The PGMD is a unique resource that has aggregated the literature on drug response in patients into one easily accessible knowledgebase. By allowing a user to quickly overlay the previously observed correlations, we have made it possible to provide meaning to a patient’s genome in a clinical context, helping guide both clinical trials and potential treatment of possibly harmful drugs on an individual basis. The online user interface enables the database to be easily searched by drug, disease, gene, haplotype or variation and also provides information on SNPs that are in linkage disequilibrium with reported pharmacogenomic variants. To make the database useful for exome or whole-genome screening, we have developed algorithms that allow matching of the entries in the database against a sampled subject’s variants, taking into account the fact that, in many cases, haplotypes need to be matched, exact nucleotide changes must be considered and complex star alleles must be resolved properly.

We plan to continue our efforts of further development of PGMD in several directions. For example, the current scope of PGMD does not cover reports of nonsignificant variants—that is, variants reported in the peer-reviewed literature to not have significant pharmacogenomic effects. We plan to extend our curation to include such reports, especially in cases of controversial clinical evidence, where they do contradict a ‘significant finding’ included in PGMD.

PGMD’s web-based interface allows for querying for variants based off of the gene it is contained within, the drugs that were administered to the patients in the study, and the disease that the patients in the study had. Therefore, a disease search does not identify all studied variants pertaining to all drugs that treat (or may treat) a given indication.
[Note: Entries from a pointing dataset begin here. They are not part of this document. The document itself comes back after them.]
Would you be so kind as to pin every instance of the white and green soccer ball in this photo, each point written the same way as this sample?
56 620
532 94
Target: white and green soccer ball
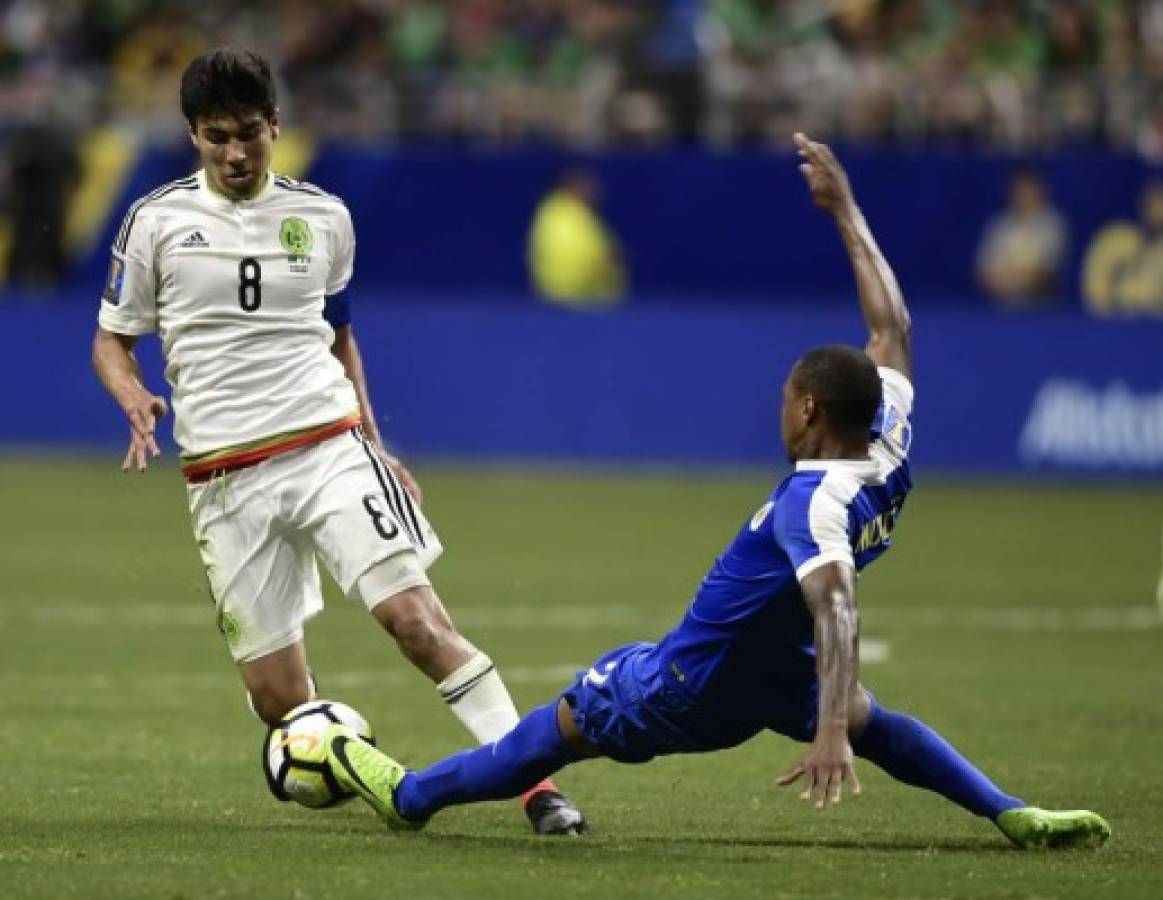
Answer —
294 754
Expanding PGMD ontology search to incorporate drug–disease relationships, and search accordingly, is another future goal.

At this time, no meta-analysis has been conducted on variants found within PGMD. Such a feature would allow a user to make an assessment on the best treatment regimen for a patient, given (possibly conflicting) associations found for a drug, via a weighting algorithm that factors in sample sizes, statistical significance of each observation, patient vs study population details, etc. The described “on the fly” analysis algorithm would be particularly beneficial for clinical reporting. Although we do not have immediate plans of development of meta-analysis tools for PGMD or Genome Trax web interface, future integration with Ingenuity Variant Analysis, as well as with the upcoming Clinical Decision Support application, will cover this gap. Potential applications of the integration include annotation of variants, annotation of haplotypes and aggregation of multiple, possibly conflicting findings into a decisive conclusion on best possible treatment.